藤堂がもう少し大人になったら間違いなくこの人のようになるのだろうなと、安易に想像できてしまうほど容姿が似ている。
「バス、来ましたよ」
驚きに固まっている僕に怪訝な顔一つせずに、その人は僕にパスケースを手渡してくれた。
「す、すみません」
「いえ、気をつけて帰ってください」
到着したバスは乗降口を開いたまま僕を待っている。
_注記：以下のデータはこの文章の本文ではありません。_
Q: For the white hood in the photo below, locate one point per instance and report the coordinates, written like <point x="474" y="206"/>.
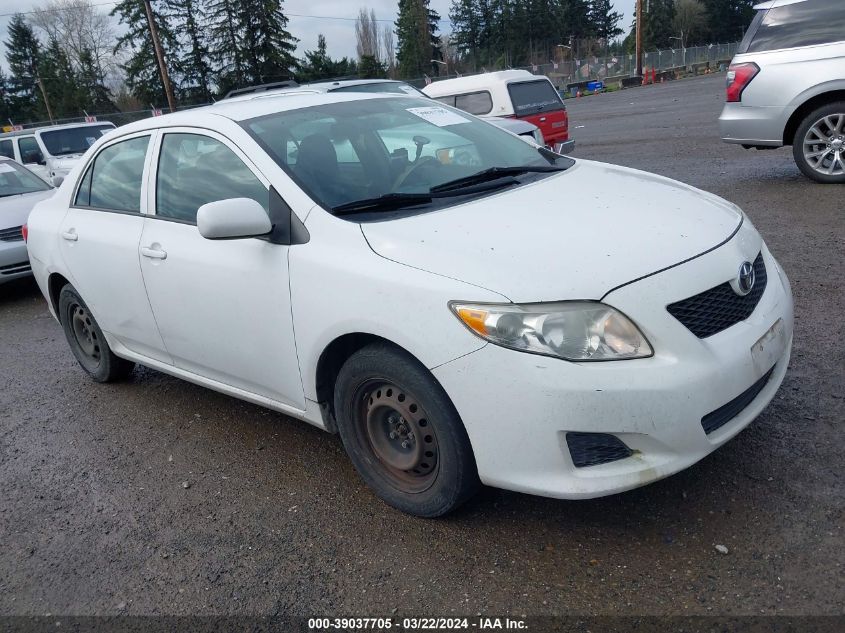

早く動かなければと思うのに、僕の動きは鈍かった。終いには「乗らないんですか」と運転手に声をかけられる始末だ。しかし頭ではわかっているのに、足も動かず目も離せない。
「すみませんが、出発していただけますか」
「え?」
もたもたとして立ち尽くしているあいだに目の前にいる彼がバスの運転手に声をかけた。そしてしばらくすると背後でバスはゆっくりと発進し走り去っていった。
「気分でも悪いのですか?」
「あ、いえ、その」
どうやら具合が悪くて動けないのだと勘違いをされたようだ。慌てて首を振ったが遠慮していると受け取られたのか、近くのベンチまでそっと背中を押されてしまった。しかしここで立ち止まった理由を言えるはずもなく、大人しくベンチに座ることにした。
それにしてもこんなにも似ている人がいるのだなと、目の前に立つ彼を見上げてしまった。そういえば間宮の奥さんが僕にそっくりだった。世の中には似ている人間が三人はいるとよく言ったものだが、あながち嘘ではないのかもしれない。